Adoptive T cell transfer-mediated colitis was first described by Morrissey et al. in 1993 [J. Exp. Med. 178, 237-244: 1993], who reported inflammatory changes in the large bowel following the transfer of CD4+CD45RBhi T cells.
CD45RBhi T cells promote pro-inflammatory, Th1 immunity that is dependent on production of IFN-γ, IL-12, IL-18 and TNF-α; in contrast, CD45RBlo T cells promote humoral, Th2 immunity that is mediated by immunoglobulin production by B cells.
The colitis observed involved epithelial hyperplasia and a substantial influx of inflammatory cells into the mucosa.
Subsequently, the model has been accepted as demonstrating many features that are characteristic of human Crohn's disease: it is dependent on the response of CD4+ T cells to antigens derived from the gut flora [Niess et al. J. Immunol. 180, 559-568: 2008]; Th17 cells are induced, giving rise to chronic disease [Leppkes et al. Gastroenterol. 136, 257-267: 2008]; and gene expression profiles are similar to human Crohn's disease [te Velde et al. Inflamm. Bowel Dis. 13, 325-330: 2007].
At Epistem, we have been running the model using CD4+CD62L+ T cells from BALC/c donor mice, and CB-17 Prkdcscid mice as recipients, as first described by Wirtz and colleagues [Wirtz et al.
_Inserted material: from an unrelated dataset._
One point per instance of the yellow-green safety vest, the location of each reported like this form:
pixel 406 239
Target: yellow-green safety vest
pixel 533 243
J. Immunol. 168, 411-420: 2002].
This model gives reproducible colitis, with a consistent onset time for disease symptoms and severity of microscopic histopathology.
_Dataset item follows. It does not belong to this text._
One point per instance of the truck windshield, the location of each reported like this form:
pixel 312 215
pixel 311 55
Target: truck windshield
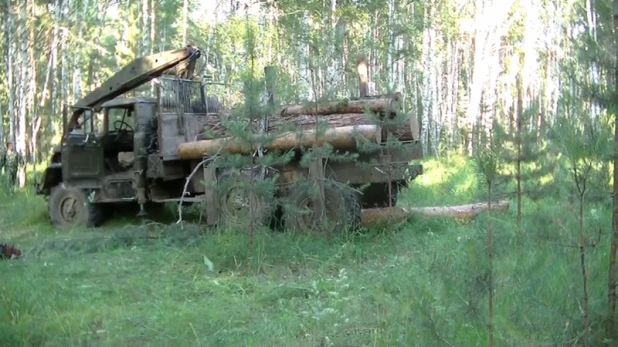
pixel 119 118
Diarrhoea is evident from approximately 2 weeks post-T cell transfer, with the subsequent development of weight loss, relative to untreated mice.
Marked epithelial hyperproliferation and inflammatory cell infiltration are characteristic of the colitis that develops following adoptive transfer of CD4+CD62L+ T cells; other features of the colitis include increased frequency of crypt fission, erosions, ulceration and the presence of crypt abscesses.
Both CD62L and CD45RBhi are markers of naïve T cells and show overlapping expression [Wirtz et al. J. Immunol. 168, 411-420: 2002]. In a head-to-head study, using cells of the same donor origin and age- and sex-matched recipients, we have observed similar disease time-course and severity using either of these two T cell populations. Data for changes in body weight, diarrhoea score and histopathology in in the mid-colon are illustrated in Figure 1, Figure 2 and Figure 3, respectively.
T cell-recipient mice demonstrate a period of sub-clinical disease with no symptoms and are typically observed for a period of 2-3 weeks with clinical disease, which is mild/moderate in its severity.
This model offers the ability to study test items using a range of dosing regimens, from dosing in a prophylactic manner through to examining efficacy in ameliorating early stage or established disease. The adoptive T cell transfer model of colitis is usually run over 4-5 weeks, in order to achieve sufficient disease penetrance (>90%) and observe test item efficacy.
Colitis results from the activation of donor T cells by luminal antigens resulting in chronic inflammation and damage to the large bowel mucosa. T cell-recipient mice develop diarrhoea and demonstrate weight loss relative to untreated mice, from 2 weeks post-T cell transfer.
Histologically, the colitis is characterised by discontinuous lesions in the large bowel, with epithelial hyperplasia, erosion and occasional ulceration; affected areas demonstrate significant infiltration of lymphoid cells into the mucosa and sub-mucosa.
The model is responsive to a range of therapies including monoclonal antibodies targeting inflammatory cytokines (Figure 4); the reference item employed is a monoclonal antibody to the common p40 sub-unit of IL-12 and IL-23, the human equivalent, Ustekinumab, has recently been approved by the FDA for treatment of moderate/severe Crohn's disease. Other agents, such as sphingosine-1-phosphate (S1P) receptor modulator, FTY720 and anti-TNF therapies also demonstrate efficacy in the model; locally-acting steroids (budesonide) have some limited efficacy.